As fases através das quais os Seres Humanos constroem o deus, que cresce dentro deles, passam por três nascimentos. Dioniso está para morrer no ventre de Sêmele. Se o seu corpo físico morre, morre também a possibilidade de construir o deus. Hermes toma as providências para que a gestação chegue até o fim, a gestação do deus, não do Ser Humano. Morre o feto tirado do ventre de Sêmele e o morto renasce na atmosfera: na coxa de Zeus. A segunda fase da gestação é confiada a Zeus.
O menino cresce nos braços de Zeus e chega à maturidade sexual.
É o nascimento sustentado por Zeus (em sua perna).
Agora Dioniso é um homem amadurecido; agora Dioniso é uma mulher madura. Neste momento, crescido entre os braços de Zeus, pode enfrentar a sua vida até que os Titãs, explodindo dentro dele, venham a dilacerar o seu corpo.
Cada um de nós, cada Ser da Natureza, se não morrer pelas oposições da vida, que encontra no decorrer da sua existência, no final da vida é despedaçado pelos Titãs.
A vida na atmosfera terminou. Rea, o Ser Terra, é quem intervém, recompondo-lhe, assim, os membros do seu corpo, e Dioniso retorna à vida.

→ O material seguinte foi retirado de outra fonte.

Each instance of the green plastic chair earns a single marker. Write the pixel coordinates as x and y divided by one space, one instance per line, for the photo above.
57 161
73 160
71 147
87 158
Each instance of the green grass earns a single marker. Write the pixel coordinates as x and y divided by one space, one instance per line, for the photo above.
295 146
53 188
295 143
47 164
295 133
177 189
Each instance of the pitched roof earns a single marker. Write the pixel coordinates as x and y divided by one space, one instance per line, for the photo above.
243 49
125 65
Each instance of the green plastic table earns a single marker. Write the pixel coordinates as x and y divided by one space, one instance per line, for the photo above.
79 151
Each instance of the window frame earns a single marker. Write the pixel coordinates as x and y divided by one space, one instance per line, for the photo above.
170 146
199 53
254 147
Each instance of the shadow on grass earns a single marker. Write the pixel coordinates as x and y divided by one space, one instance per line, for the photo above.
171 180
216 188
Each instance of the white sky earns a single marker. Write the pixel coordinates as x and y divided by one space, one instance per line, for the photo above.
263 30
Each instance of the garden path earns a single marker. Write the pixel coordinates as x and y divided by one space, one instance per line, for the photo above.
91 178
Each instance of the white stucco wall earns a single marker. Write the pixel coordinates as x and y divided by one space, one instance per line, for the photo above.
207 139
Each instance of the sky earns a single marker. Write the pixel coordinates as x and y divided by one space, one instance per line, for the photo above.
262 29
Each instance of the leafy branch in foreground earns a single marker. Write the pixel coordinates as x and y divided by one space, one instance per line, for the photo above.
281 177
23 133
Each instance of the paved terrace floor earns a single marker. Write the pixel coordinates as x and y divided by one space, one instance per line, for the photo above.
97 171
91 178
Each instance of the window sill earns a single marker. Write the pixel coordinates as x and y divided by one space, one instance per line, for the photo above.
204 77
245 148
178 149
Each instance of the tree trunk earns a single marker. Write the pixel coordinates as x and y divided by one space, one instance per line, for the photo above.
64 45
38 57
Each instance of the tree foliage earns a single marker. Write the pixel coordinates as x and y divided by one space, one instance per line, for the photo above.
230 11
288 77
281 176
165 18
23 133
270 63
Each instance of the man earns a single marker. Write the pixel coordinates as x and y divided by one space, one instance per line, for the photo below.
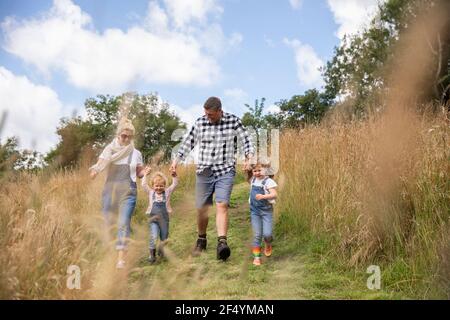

Dessa forma, a morte do corpo físico é o despedaçar do corpo físico por atuação dos Titãs e com a intervenção de Rea, que ajuda na "passagem" da Autoconsciência de Dioniso do corpo físico ao corpo luminoso, é a representação da recomposição da consciência em outro corpo.
Dioniso, como divindade, representa a vida em combate para existir, para nascer. Qualquer tipo de vida, que é somente vida e ainda não é razão.
Esta ideia tem sido, no decorrer dos séculos, notabilizada, e parece que em Esmirna, no 2° século d.c. não somente as mulheres que se recusassem a ter filhos, mas também aquelas que os tinham abortado, viessem a ser excluídas do santuário. Trata-se da chegada do controle das pessoas por intermédio do controle do corpo delas. Dioniso e Apolo serão os paradigmas religiosos utilizados para construir a figura de Jesus.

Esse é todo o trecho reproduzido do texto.